To make the outputs accessible to a wide audience, a Shiny application was developed. The tool contains the model objects which are the outputs of this analytical exercise. The user of the tool is able to manipulate the inputs to see how they affect the predicted outputs for each of the outcomes.
Some additional considerations were made before providing the models to the user via the Shiny application:
- do the important variables make sense hypothetically?
- are there any obvious issues with future predictions?
- do the future predictions respond as expected when the inputs are altered?

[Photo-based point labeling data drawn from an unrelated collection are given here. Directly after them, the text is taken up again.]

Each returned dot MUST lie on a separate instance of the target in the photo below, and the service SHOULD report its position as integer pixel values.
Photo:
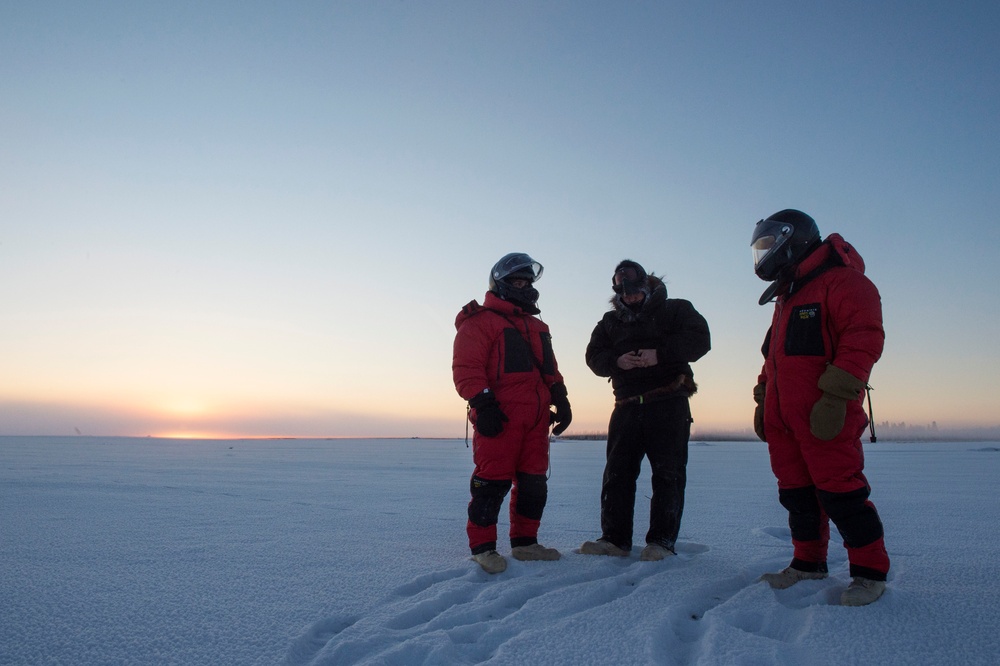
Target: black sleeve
(688, 337)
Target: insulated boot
(789, 576)
(491, 561)
(862, 591)
(535, 551)
(654, 552)
(602, 547)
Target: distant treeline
(885, 431)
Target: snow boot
(862, 591)
(532, 552)
(602, 547)
(654, 552)
(789, 576)
(491, 561)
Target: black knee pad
(532, 492)
(487, 498)
(804, 513)
(855, 517)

It is intended that the tool provides the user with a believable experience. The model that has historically been the most accurate at predicting the outcome may be doing so using relationships that are unintuitive. For a user, if this was the case, it could deter them from using the tool. As modelling performance was so similar between the top performing models, it allowed some decision making over which models to surface through the tool. We ensured that only models were surfaced where the majority of the predictor variables, with respect to the outcome, made sense.
Generally, the best performing models were the random forest models that predict the change in performance from one year to the next. There are no constraints on random forest predictions, and providing these within the tool could result in predictions for the outcome to be outside of the 0-100% constraints that a proportion outcome provides. In the short term (1-10 years) this is unlikely, but it is still possible. Therefore, these random forest models were not surfaced in the tool.
The models that were based on the generalised linear modelling approach that contained the previous year’s value as a predictor variable often performed very well. Using last year’s value to anchor the prediction seemed like a good approach. Unfortunately, when last year’s value was an important variable, it had the effect of being unable to reverse the direction of consecutive predictions, often causing the prediction of the outcome to exponentially increase to 100% within a few years. These models were therefore not included.
This has resulted in only presenting the generalised linear models through the Shiny application, where the target variable is not used as a predictor variable. Figure 1 shows how the models presented in the Shiny application compare with the best performing models.